Arc Forumnew | comments | leaders | submitlogin
Hygienic macros implemented in Anarki branch
7 points by rntz 5856 days ago | 2 comments
AN EXAMPLE:

I've written an extension to anarki which implements "semi-hygienic quasiquoting". Instead of the ` and , and ,@ syntax, #` and #, and #,@ are used instead. I will explain the precise semantic differences below, but an example should illustrate them best. Consider the following code:

    (def square (x) (* x x))

    (mac dirty (x) `(square ,x))
    (mac also-dirty (x) `(square #,x))
    (mac broken (x) #`(square ,x))
    (mac clean (x) #`(square #,x))

    (mac dirty2 (x)
      (w/uniq xs
        `(let ,xs ,x
           (* ,xs ,xs))))

    (mac clean2 (x)
      (w/uniq xs
        #`(let ,xs #,x
            (* ,xs ,xs))))
Now suppose we load the above code, and try to break it via shadowing the names used in the macroexpansions:

    arc> (let square 2 (dirty square))
    Error: "Function call on inappropriate object 2 (2)"
    arc> (let square 2 (also-dirty square))
    Error: "Function call on inappropriate object 2 (2)"
    arc> (let x 2 (broken x))
    Error: "reference to undefined identifier: __x"
    arc> (let square 2 (clean square))
    4
    arc> (let * 2 (dirty2 *))
    Error: "Function call on inappropriate object 2 (2 2)"
    arc> (let * 2 (clean2 *))
    4
As you can see, 'clean and 'clean2 are properly hygienic under this system. Note that 'clean2 requires the use of 'w/uniq; this is why I call this "semi-hygienic" - it doesn't solve local variable shadowing, only global variable shadowing. I plan on implementing local variable uniqing eventually, but this would require much more significant changes to ac.scm.

IN-DEPTH SEMANTICS:

Firstly, the syntactic sugar I use (#` #, #,@) for hygienic quasiquote and friends is borrowed from mzscheme, which expands them to 'quasisyntax, 'unsyntax, and 'unsyntax-splicing respectively. I have no idea what these things mean in mzscheme; I just found it convenient to hijack them.

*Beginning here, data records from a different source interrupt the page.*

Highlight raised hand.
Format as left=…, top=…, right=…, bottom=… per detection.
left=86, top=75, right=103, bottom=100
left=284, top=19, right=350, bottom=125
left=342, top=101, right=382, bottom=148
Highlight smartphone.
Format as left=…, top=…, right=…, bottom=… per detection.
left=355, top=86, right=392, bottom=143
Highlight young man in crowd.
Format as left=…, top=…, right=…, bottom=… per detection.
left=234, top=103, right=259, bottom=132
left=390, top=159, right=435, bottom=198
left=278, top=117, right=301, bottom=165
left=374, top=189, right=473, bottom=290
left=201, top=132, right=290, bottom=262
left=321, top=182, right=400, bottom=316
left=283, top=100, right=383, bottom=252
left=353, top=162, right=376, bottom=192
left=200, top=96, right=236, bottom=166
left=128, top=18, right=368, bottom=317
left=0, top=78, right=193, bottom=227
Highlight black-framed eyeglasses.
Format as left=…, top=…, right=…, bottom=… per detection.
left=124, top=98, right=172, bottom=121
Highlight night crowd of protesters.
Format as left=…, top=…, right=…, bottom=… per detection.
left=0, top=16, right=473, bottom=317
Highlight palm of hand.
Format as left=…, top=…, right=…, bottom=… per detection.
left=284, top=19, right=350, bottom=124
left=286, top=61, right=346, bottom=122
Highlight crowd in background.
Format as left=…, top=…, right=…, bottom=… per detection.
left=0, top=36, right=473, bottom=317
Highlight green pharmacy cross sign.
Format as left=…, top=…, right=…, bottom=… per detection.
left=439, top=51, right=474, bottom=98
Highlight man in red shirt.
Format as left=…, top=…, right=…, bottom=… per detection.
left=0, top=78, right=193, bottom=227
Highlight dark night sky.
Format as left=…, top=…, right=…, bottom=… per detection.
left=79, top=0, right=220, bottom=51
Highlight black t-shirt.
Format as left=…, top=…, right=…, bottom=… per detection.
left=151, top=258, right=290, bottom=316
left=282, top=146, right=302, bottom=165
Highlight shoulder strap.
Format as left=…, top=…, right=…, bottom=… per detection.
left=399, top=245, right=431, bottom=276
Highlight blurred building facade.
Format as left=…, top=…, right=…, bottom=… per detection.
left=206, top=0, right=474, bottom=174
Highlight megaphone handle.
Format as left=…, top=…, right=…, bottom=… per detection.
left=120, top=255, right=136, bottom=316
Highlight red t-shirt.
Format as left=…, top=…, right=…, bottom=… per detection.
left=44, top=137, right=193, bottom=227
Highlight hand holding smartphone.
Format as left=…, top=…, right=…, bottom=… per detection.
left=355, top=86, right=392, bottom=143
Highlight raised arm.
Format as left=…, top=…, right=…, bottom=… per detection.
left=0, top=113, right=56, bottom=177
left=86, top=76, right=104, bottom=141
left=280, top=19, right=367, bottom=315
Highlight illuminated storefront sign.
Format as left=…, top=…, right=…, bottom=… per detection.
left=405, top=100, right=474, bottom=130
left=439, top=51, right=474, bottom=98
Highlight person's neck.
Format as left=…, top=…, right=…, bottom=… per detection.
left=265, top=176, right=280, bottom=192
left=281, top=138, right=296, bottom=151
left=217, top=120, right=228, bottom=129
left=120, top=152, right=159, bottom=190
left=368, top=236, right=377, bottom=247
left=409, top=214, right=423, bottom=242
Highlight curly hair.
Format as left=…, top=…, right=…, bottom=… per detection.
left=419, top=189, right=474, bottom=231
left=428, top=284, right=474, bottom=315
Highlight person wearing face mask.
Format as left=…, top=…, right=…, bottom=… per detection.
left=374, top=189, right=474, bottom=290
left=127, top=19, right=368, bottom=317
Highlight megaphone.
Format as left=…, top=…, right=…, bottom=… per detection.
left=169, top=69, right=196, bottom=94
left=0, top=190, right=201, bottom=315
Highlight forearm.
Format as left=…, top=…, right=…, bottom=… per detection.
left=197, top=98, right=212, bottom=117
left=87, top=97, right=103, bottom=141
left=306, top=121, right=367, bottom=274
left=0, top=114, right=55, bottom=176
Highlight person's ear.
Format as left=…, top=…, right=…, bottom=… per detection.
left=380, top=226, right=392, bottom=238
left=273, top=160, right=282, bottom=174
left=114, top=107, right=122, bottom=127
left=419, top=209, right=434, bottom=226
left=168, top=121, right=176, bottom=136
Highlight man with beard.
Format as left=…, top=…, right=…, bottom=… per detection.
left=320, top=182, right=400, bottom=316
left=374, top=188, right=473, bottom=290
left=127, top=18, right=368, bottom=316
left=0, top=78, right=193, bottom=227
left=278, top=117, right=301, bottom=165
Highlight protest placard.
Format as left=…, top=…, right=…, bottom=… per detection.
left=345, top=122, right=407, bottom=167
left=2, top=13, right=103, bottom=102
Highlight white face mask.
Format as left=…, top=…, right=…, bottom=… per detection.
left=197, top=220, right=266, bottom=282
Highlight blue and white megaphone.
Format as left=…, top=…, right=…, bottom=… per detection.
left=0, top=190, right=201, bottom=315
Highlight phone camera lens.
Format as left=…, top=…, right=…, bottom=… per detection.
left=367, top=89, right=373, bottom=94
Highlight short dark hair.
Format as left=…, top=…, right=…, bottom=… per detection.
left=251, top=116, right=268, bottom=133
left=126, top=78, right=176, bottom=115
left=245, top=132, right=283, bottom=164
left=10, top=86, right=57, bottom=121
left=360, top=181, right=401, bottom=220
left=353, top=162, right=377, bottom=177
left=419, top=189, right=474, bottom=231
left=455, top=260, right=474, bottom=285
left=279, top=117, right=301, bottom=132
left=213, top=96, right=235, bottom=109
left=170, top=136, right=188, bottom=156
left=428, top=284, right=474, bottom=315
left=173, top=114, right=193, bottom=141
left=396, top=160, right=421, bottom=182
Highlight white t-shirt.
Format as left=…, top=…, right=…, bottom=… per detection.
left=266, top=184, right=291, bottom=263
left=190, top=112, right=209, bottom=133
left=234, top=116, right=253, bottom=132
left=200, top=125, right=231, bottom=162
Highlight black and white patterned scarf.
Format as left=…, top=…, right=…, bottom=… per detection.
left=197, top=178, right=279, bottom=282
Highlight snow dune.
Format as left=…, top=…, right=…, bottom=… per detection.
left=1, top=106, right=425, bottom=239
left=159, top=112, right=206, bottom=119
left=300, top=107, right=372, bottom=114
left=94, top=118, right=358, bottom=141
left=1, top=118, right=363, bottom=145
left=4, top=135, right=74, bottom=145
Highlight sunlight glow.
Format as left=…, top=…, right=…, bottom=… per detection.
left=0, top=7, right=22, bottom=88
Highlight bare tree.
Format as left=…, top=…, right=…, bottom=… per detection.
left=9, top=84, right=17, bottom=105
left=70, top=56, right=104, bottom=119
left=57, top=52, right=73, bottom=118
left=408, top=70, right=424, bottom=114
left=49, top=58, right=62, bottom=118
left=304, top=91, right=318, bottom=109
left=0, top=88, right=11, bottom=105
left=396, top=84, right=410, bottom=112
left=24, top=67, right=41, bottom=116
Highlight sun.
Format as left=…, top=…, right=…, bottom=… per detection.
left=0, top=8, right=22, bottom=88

What hygienic quasiquoting (hqq'ing) does is change the lexical environment under which code is compiled (that is, translated to mzscheme code). Something which is hqq'ed is compiled using the lexical environment in which the hqq'ed expression was encountered - namely, the macro. However, expressions unquoted into it via "#," or "#,@" are compiled in the lexical environment of whatever called the macro. This is tracked by adding some magic (specifically, mzscheme parameters) in ac.scm.

This changing of lexical environment is accomplished by adding a new kind of code: syntactic closures, an idea borrowed from MIT scheme (but greatly simplified). A syntactic closure is a three-element vector of the form #3(closure <env> <expr>). When the arc compiler sees such an object, it compiles <expr> in <env> instead of the current environment. What "#`" does is put the quasiquotation of its contents into a closure with an empty environment, so it is compiled at the toplevel. What "#," does is put the unquotation of its contents into a closure with the environment from which the most current macro was called (if it's not in a macro, then it uses an empty environment). "#,@" behaves analogously.

From these semantics, the reason why the sample code given above behaves as it does should be clear with some thought. Moreover, a few limitations become apparent. Semi-hygienic quasiquoting cannot be used to implement 'iflet or similar macros, for example, because the unquoted expressions will be compiled in the lexical environment the macro was called in, hence without the extra variable binding iflet introduces. This is a very significant limitation.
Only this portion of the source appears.